The “Better Deal” agenda regurgitates many of the old Democratic ideas of raising the minimum wage, increasing spending on infrastructure and penalizing companies that move overseas.
But it also emphasizes breaking up big companies such as airlines and cable companies and goes after the pharmaceutical industry with a requirement that companies “justify their prices” to consumers who are struggling to pay for medication.
“Old-fashioned capitalism has broken down to the detriment of consumers,” Senate Minority Leader Chuck Schumer, D-N.Y., said Monday at an event announcing the plan.
It would also add a tax incentive to small businesses that train workers, although it would require them to pay “a good wage” when that training is completed, Schumer said.
Democrats announced their agenda at an event in Virginia’s 10th Congressional District in Berryville, where the party believes it has a chance of defeating Rep. Barbara Comstock, a Republican, in 2018.
The proposal comes after months of introspection by the Democrats, who were shell-shocked by their losses in November and have so far served mostly as opposition to Trump and the GOP agenda. Democrats are in the minority in both the House and Senate and can do little to move their own legislation.
Schumer said he wants Democrats to show voters an agenda that appeals to people like the pair of union workers he sat beside at a recent Yankees game. The duo said they voted for President Trump but are now unsure of what he stands for or if he can accomplish the campaign promises that were aimed at people like them, Schumer recalled Monday.
“We Democrats can answer the call of millions of Americans like these folks I sat next to by offering them a better deal,” Schumer said.
The proposal is partly meant to help the party in 2018 when Democrats stand at least a slim chance of regaining power in Congress, although the election map is largely stacked against a takeover in either chamber.
Schumer said the agenda put forth by Democrats will serve as a potentially damaging contrast to the GOP, which is struggling to uphold major campaign promises such as tax reform and healthcare reform.
Democrats plan to offer amendments to legislation and to hold forums as well as go on the road to talk about their agenda, which in the coming weeks will include more specific proposals shaped by the feedback they hear from voters.
“Them being against things like this will hurt them in 2018,” Schumer said of the GOP’s likely opposition to the Democratic agenda. “But that is not what this is about.”
The party message on Monday took on a heightened anti-capitalism tone, signaling a shift to the left and the wing of the party represented by Sens. Elizabeth Warren of Massachusetts and Bernie Sanders of Vermont.

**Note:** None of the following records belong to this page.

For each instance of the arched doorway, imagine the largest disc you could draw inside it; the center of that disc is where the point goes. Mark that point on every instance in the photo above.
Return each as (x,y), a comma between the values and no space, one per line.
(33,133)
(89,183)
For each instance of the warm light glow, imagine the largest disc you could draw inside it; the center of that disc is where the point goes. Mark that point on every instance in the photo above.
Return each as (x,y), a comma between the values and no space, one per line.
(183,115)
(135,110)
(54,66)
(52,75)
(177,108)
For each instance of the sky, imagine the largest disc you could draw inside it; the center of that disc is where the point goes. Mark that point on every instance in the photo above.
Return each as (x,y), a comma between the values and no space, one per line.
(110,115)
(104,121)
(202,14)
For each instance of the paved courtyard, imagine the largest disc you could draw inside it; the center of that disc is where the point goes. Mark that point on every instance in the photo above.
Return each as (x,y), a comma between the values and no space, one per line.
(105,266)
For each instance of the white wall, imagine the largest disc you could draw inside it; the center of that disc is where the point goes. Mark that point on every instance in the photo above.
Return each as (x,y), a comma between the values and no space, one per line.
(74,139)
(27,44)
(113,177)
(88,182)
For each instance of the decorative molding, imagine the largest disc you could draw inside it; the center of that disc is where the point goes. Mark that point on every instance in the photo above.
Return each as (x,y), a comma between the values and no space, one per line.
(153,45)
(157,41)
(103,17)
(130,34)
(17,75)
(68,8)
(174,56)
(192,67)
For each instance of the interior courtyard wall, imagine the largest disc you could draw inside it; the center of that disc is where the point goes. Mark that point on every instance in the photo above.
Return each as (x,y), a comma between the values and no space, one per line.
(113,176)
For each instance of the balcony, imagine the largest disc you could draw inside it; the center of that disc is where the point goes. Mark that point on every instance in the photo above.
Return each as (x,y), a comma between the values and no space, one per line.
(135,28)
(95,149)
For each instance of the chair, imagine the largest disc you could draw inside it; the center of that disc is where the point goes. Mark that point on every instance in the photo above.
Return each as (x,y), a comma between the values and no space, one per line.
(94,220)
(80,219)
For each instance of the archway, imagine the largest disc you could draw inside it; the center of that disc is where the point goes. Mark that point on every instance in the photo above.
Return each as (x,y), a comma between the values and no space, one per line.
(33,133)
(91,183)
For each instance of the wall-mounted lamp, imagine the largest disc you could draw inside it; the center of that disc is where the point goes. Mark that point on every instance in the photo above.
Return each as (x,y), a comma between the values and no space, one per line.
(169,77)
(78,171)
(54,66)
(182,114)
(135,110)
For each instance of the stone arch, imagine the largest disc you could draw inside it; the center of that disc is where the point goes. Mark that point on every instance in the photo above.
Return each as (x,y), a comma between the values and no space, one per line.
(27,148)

Monday’s announcement featured a fiery presentation Warren, who promised that if Democrats regain power they will “bust monopolies and restore competition in our markets,” including more aggressive enforcement of the nation’s antitrust laws and “tougher rules to tackle control of data,” a well as ensuring the continuation of the Consumer Financial Protection Board installed by President Obama.
President Trump, Warren said, “has stacked his administration with a who’s who of big time lobbyists and corporate executives.”
Rep. Ben Ray Luján, D-N.M., who heads the House Democrat fundraising arm, said the party message is focused on working class families.
“Voters and constituents want us to focus on them, to understand where they are,” Luján said. “And that their wages do not keep up with the standard of living.”